Dopo l’esordio avvenuto nel 2012 con Miryoku no ningen, Ninomiya Ryutaro debutta a Locarno in veste di factotum attore, produttore, montatore, sceneggiatore, regista – con Edaha no koto, ritratto giovanile sobrio e realistico presentato nella sezione Cineasti del Presente.

Ryutaro – interpretato dallo stesso Ninomiya – ha 27 anni e un lavoro senza sbocchi in un’officina, che soffoca la sua creatività di scrittore. Datosi all’alcol, un giorno riceve la chiamata dell’amico Yusuke che lo avverte dell’imminente morte per malattia della madre Ryuko. Pur non avendo con questa legami di sangue, Ryutaro decide di passarla a trovare e le si affeziona, mentre la sua vita precipita sempre più nel nulla.

Edaha no koto

Il film inizia senza titoli di testa o convenevoli. Non diversamente da quanto visto nel coreano Cho-haeng, lo scopo è quello di offrire uno spaccato il più fedele possibile dello spaesamento di una generazione: ritroviamo pertanto l’impiego di camera a spalla e inquadrature statiche – curiosa analogia tra le due opere è la sequenza in auto, che adotta il medesimo angolo di ripresa alle spalle dei sedili con camera fissa. Ma rispetto a Kim Dae-hwan Ninomiya si concede maggiore libertà di movimento, segue il personaggio principale con fluidità senza risultare invasivo per poi collocare l’obiettivo all’altezza del piano del tavolo durante i momenti conviviali. Edaha no koto – che di base indica il fogliame caduto a terra, e per traslato i dettagli irrilevanti, le cose di poco conto – gioca appunto sull’opposizione tra il vuoto concettuale dei dialoghi – spesso in interni – e la pregnanza del silenzio tormentato del protagonista, che vaga ridefinendo gli spazi della città alla ricerca di una méta.

Edaha no koto

L’alter ego filmico di Ninomiya ricorda i personaggi di Takeshi «Beat» Kitano, sia a livello di mimica – emblematica la sua camminata – che di carattere – il duro taciturno – , ma l’universo in cui si muove è ben diverso. Non c’è spazio per il dramma, niente storie di yakuza, niente amore: il protagonista è sopraffatto dalla superficialità degli esseri umani che lo circondano tanto da perdere ogni capacità di reazione, trovando al più un rifugio nella lettura. Tutti i rituali che scandiscono la vita in società – il pasto, la frequentazione degli amici, il rapporto sessuale – sono esautorati.

Edaha no koto

Nella sua frustrazione artistica e incapacità di relazionarsi coi propri simili Ryutaro è una sorta di Yōzō del terzo millennio, e alla pari del personaggio del romanzo di Dazai il barlume di speranza rappresentato dalla figura femminile di Ryuko è destinato a estinguersi. Come ex abrupto era cominciata, così la pellicola finisce, con una cesura netta appena iniziato il colloquio col patrigno, anche lui alcolista e lassista: non c’è bisogno di un epilogo, poiché sappiamo già che la situazione non cambierà, né per Ryutaro che dice di voler tornare a scrivere, né per la cameriera con cui intrattiene una relazione, né per i colleghi di officina che si ripromettono di cambiare lavoro, ciascuno vittima della propria impotenza.

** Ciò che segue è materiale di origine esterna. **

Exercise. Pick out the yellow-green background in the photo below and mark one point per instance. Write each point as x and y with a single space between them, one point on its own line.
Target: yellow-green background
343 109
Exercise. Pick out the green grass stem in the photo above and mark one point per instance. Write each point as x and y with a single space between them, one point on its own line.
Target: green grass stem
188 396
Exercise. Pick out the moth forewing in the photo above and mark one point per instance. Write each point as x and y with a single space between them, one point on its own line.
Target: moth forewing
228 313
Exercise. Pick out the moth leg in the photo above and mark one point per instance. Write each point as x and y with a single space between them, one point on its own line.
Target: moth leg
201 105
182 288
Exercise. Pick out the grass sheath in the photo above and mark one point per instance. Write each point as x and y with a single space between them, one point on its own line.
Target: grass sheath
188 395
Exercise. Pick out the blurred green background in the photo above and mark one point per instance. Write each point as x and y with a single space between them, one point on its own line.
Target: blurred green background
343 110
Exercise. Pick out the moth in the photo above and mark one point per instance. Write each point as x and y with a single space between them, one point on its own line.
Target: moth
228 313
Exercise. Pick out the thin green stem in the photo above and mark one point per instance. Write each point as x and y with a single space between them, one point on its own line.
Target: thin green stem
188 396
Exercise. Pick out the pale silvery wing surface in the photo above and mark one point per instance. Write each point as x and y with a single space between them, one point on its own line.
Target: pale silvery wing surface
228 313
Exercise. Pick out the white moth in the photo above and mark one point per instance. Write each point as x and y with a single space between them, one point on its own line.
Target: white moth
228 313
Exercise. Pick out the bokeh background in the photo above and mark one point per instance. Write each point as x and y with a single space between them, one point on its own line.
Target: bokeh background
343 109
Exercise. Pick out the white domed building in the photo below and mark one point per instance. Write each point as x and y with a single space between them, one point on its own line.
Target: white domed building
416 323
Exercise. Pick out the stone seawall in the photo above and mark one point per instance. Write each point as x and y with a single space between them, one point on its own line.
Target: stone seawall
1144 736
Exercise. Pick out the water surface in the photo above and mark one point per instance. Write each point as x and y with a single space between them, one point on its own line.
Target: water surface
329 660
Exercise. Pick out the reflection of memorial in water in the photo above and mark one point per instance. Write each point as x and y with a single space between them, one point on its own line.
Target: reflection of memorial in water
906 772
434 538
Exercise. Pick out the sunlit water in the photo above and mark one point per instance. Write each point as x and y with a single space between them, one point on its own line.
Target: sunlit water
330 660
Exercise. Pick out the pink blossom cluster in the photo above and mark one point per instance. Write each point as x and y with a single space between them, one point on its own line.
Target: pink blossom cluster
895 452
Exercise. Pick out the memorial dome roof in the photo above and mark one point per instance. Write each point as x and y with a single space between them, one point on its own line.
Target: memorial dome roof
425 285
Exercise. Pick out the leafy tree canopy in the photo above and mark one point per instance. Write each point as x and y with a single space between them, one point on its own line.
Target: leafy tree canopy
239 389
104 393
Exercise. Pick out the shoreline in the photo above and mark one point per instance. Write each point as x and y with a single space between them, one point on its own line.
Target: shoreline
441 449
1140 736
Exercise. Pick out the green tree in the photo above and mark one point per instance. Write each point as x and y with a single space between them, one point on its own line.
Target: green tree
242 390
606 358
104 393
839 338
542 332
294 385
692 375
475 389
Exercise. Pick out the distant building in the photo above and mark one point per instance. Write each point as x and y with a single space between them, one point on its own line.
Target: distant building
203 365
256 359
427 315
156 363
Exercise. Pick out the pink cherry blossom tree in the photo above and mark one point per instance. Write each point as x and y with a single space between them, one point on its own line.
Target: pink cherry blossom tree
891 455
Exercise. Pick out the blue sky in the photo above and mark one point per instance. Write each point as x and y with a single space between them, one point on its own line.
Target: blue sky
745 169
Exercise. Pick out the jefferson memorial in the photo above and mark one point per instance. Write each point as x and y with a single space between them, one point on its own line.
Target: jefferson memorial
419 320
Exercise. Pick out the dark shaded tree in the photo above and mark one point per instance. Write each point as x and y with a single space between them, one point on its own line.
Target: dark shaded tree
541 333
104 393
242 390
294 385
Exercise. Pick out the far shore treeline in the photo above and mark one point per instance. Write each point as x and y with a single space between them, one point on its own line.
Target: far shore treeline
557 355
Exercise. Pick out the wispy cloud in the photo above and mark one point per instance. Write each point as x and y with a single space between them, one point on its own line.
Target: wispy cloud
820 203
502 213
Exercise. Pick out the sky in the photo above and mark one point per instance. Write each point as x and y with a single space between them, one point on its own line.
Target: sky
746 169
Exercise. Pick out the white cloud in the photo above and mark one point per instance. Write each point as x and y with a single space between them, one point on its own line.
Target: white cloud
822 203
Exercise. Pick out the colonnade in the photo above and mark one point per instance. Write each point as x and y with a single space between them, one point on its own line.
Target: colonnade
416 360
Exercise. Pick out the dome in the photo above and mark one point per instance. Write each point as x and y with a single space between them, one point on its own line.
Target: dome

Nonostante la debole struttura narrativa e una certa prolissità, Edaha no koto è un’opera che rivela il potenziale dell’autore – soprattutto per quanto riguarda la prestazione attoriale – , perfettamente inserito nella tradizione cinematografica del suo Paese per il modo in cui sa tradurre in immagini il vuoto – in questo caso esistenziale.